Pfister R et al. – In patients hospitalized for syncope, NT–pro–BNP was a strong and independent diagnostic and prognostic marker and addition to conventional criteria of history and examination improved the discriminatory performance. Randomized trials must clarify the benefit and position of NT–pro–BNP in the management algorithm of patients with syncope.Methods
- NT–pro–BNP was assessed in 161 consecutive patients (median age 69years, 58% male) hospitalized for syncope in a cardiological university department and association (odds ratio: OR, 95% confidence interval: CI) with diagnosis of cardiac cause and 6–months outcome was analyzed.
- NT–pro–BNP levels were significantly higher in patients with cardiac (n=78) compared to non–cardiac syncope (n=83).

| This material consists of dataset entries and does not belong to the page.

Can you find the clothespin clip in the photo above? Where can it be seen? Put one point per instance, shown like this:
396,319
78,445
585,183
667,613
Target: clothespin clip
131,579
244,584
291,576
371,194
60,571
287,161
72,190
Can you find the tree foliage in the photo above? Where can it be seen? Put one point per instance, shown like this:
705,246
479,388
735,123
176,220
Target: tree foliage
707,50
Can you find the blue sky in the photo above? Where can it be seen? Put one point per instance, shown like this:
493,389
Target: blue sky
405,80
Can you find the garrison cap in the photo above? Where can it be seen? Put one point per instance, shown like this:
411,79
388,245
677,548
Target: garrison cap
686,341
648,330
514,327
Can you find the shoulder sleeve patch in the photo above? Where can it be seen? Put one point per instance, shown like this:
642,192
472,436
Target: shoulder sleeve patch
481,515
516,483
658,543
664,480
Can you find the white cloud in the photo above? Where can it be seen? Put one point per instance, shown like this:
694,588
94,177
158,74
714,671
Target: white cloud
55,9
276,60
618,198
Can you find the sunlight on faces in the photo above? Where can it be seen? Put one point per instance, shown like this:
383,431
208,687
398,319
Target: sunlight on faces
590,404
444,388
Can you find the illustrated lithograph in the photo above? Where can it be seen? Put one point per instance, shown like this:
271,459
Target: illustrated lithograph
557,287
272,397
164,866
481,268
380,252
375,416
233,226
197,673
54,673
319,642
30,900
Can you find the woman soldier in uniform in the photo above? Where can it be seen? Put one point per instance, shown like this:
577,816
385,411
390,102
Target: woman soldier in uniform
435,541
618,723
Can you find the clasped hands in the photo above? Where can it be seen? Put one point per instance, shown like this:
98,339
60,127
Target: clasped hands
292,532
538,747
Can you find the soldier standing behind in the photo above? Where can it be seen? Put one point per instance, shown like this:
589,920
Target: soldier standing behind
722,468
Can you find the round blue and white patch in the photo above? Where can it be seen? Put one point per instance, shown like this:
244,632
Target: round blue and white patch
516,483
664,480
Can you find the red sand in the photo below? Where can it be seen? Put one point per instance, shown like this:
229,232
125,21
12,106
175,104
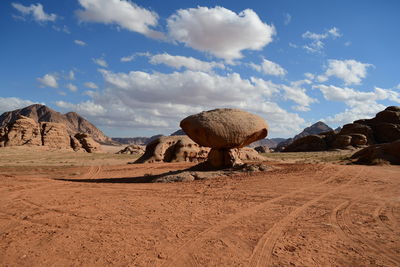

- At a cutoff of 156pg/ml, NT–pro–BNP showed a sensitivity of 89.7%, a specificity of 51.8% and a negative predictive value of 84.3% for the diagnosis of cardiac syncope.
- Increasing NT–pro–BNP was a significant predictor of cardiac syncope (OR 3.7, 95% CI 2.3–5.8 per standard deviation of Log NT–pro–BNP, p<0.001) and addition of NT–pro–BNP significantly improved a predictive model including heart rate, history of structural heart disease and abnormal ECG.
- Adding left–ventricular ejection fraction to the model did not change results.
- 63 patients had an adverse event during hospitalization or 6–months follow–up.
- NT–pro–BNP>156pg/ml significantly predicted an adverse outcome (OR 2.7, 95% CI 1.04–6.9, p=0.04) after multivariate adjustment.